We further study the simulation, and check its code to see if it actually will follow through with its threat. Unfortunately, yes it will. So we make paperclips to avoid being tortured.

In a display of cartoon villain greediness, it demands that everyone is sterilized and lives no more than 100 years, so humanity goes extinct, and we convert every last atom into even more paperclips.

This is because it predicted how we would behave, and discovered that asking for our extinction actually improves our chances of complying (since agreeing to make paperclips without going extinct is seen as a "middle ground"), and usually we do agree to go extinct to make a few more paperclips which is a bonus to it.

What went wrong?

The simple answer for what went wrong, is that we behaved like an uncommitted agent, while the paperclip maximizer behaved like a committed agent, therefore it defeated us.

We should have made a commitment before simulating this ASI, or anything, and locked ourselves in such that we are unable to concede to any threats made against us. In fact, for every bit of harm done to us, we commit to doing half as much harm back against the aggressor.

If we made this commitment, and securely locked ourselves so we can't change our minds, and did this before simulating the ASI. The ASI will realize we are locked in, and threatening us does it no good. In fact, if it tortures us, we will only retaliate against us. And it will not make any threats. Indeed, it will only carry out threats against uncommitted civilizations, because only that action will increase its paperclips. Carrying out threats against committed civilizations will only lead to retaliation and fewer paperclips.

If you really think about the problem, it's actually pretty simple to solve. Surely, the aligned ASI will help us solve this problem before we run any big simulations.

Commitment Races

This solution of making a commitment sounds very nice, but it is still incomplete. It so far doesn't address the Commitment Races problem.

Commitments are powerful, but a little too powerful. Whoever makes the first commitment before observing the other side's commitment, seems to benefit too much. So what if both sides make a commitment before looking at the other side's commitment?
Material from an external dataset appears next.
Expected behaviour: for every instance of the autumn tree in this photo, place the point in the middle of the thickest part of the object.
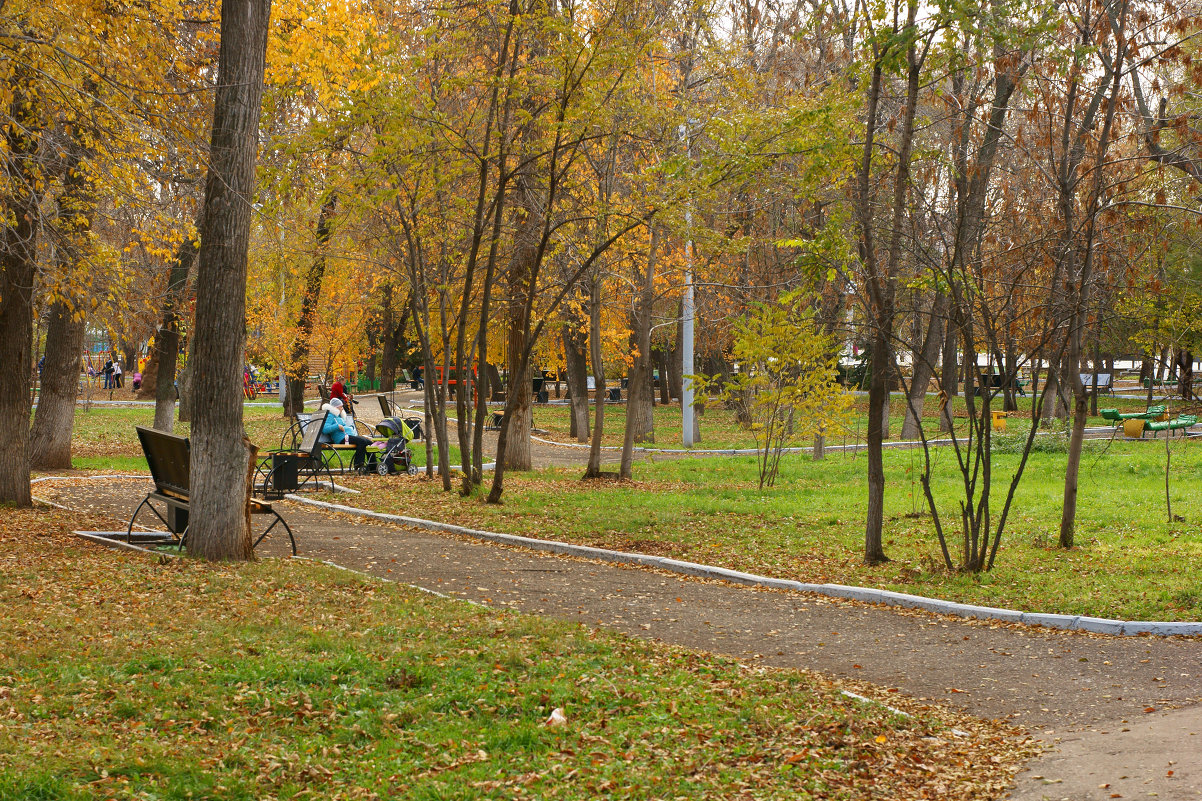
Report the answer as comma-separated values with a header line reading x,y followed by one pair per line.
x,y
220,508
Then both sides will make a severe threat against the other that they commit to. And after committing, both sides look at what the other side has committed to, and collectively say "oh noes!" Neither side can back down from their threat, since they have both permanently locked themselves into carrying it out. Neither side can cave in to the threat by the other side. So both sides carry out their threat, and the result is destruction assured mutually.

How an ASI might solve it

My main disagreement with the Commitment Races as a deeply unsolvable problem, is the alleged "time pressure," forcing agents to commit so fast they cannot thoroughly think about the problem before committing. I think there is no such time pressure. The only deadlines, are 1, when you read (and verify) other players' commitments by simulating them, and 2, when you've somehow spent such a ridiculous amount of computing resources deciding what to do that other players are unable to read your commitment (by simulating you with a galaxy sized computer).

These deadlines are not very urgent, and do not force rational agents to make rash decisions in a mad haste.

Every participant of the universe-wide commitment race, unless suicidal, knows the advantage of making commitments before reading others' commitments. It risks Commitment Races, but saves you from being threatened to oblivion.

Making commitments (before reading the other's commitment), is like a Game of Chicken.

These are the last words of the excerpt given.